Pourquoi ce « test » a-t-il été fait maintenant ?
« Le Conseil central des juifs a parlé de « zones sans emploi » ou de « quartiers à problème » pour les Juifs de Berlin depuis un bon moment », a écrit Lau, qui a emmené Teichtal lors d’une marche de 45 minutes à Neukölln, un quartier décrit dans le titre de l’article comme « le cœur de la communauté arabe de Berlin ».
Une autre raison est peut être liée au fait que la population musulmane en Allemagne se développe rapidement. À la fin de 2015, environ 4,4 millions à 4,7 millions de musulmans vivaient en Allemagne.
Et puis il y a les déclics que les articles sur l’antisémitisme génèrent – c’est peut-être la raison pour laquelle les éditeurs ont traduit l’article en anglais. Ils savent que les Juifs américains sont inquiets pour l’Europe, leur crainte alimentée par un mélange volatil de réelles nouvelles et d’incitation de la droite populiste.
Il y a donc eu une éruption de ces expérimentations. Il y a deux ans, les promenades en kippa de Berlin ont décollé à la suite d’attaques mortelles de musulmans contre des juifs en France, en Belgique et au Danemark. Au début de 2015, le Daily Mail et le magazine Vice ont filmé des Juifs qui traversaient divers quartiers de la capitale allemande portant des calottes. Ni l’un ni l’autre n’a reporté d’évènements fâcheux.

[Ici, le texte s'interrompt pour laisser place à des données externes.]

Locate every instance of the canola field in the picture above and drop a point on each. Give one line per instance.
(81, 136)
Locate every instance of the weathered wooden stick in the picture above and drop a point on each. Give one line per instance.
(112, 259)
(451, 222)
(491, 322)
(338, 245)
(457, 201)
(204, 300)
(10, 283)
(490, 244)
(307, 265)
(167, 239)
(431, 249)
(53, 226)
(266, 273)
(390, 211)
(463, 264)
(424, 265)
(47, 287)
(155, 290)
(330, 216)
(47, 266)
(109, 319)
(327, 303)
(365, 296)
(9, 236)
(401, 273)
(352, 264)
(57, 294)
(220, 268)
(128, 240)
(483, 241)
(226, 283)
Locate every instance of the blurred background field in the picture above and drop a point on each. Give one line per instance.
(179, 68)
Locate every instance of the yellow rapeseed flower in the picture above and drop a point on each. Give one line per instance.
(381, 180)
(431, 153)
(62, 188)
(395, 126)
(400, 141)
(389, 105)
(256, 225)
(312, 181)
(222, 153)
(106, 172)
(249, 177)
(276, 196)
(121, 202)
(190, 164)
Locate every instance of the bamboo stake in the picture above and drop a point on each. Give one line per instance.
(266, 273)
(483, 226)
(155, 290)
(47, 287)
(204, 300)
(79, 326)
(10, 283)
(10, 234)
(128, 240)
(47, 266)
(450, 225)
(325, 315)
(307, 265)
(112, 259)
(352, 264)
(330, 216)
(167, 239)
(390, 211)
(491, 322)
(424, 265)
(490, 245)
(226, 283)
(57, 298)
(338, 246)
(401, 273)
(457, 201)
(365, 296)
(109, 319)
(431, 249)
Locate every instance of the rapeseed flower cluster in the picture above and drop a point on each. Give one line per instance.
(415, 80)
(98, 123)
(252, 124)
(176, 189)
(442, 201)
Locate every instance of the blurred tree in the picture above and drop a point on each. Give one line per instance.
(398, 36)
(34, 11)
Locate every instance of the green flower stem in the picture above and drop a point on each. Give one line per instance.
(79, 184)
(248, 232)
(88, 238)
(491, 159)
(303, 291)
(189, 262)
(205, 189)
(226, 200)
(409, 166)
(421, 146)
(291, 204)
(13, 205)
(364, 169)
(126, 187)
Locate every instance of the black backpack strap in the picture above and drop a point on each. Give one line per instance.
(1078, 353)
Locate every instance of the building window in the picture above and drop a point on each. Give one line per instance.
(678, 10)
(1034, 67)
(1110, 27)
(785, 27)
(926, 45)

Quant à la récente promenade de Teichtal, en plus des regards ostentatoires, les passants d’une voiture ont baissé leur fenêtre et ont fait un commentaire évoquant le Yahoud ou juif. Ce fut la réaction négative la plus évidente. Mais il aurait également été accueilli par quelques sourires dans une partie de la ville où se balade rarement un juif aussi orthodoxe.
Les réactions à l’article de Zeit sur mon mur Facebook ont été rapides et véhémentes.
Un ami a noté que la véritable nouveauté avait été oubliée : Les statistiques de police montrent que la plupart des 170 crimes antisémites reportés à Berlin en 2016 ont été perpétrés par les néo-nazis. (L’article indique également que le Centre d’information et de recherche sur l’antisémitisme de Berlin a enregistré beaucoup plus d’incidents, mais n’a rien dit sur ses auteurs).
Alors que la plupart des commentateurs ont convenu que l’article jouait avec des stéréotypes sur les musulmans, d’autres ont insisté sur le fait qu’un danger encore plus grave pour les juifs était que d’autres juifs refusent de voir la vérité.
Un ami a contesté la réponse de Teichtal à son enfant de 6 ans, qui a été taquiné à l’école pour être juif.
Lau a écrit : « Sa réponse : ‘Rien du tout. Ne faites rien du tout. Ignore-les.’ »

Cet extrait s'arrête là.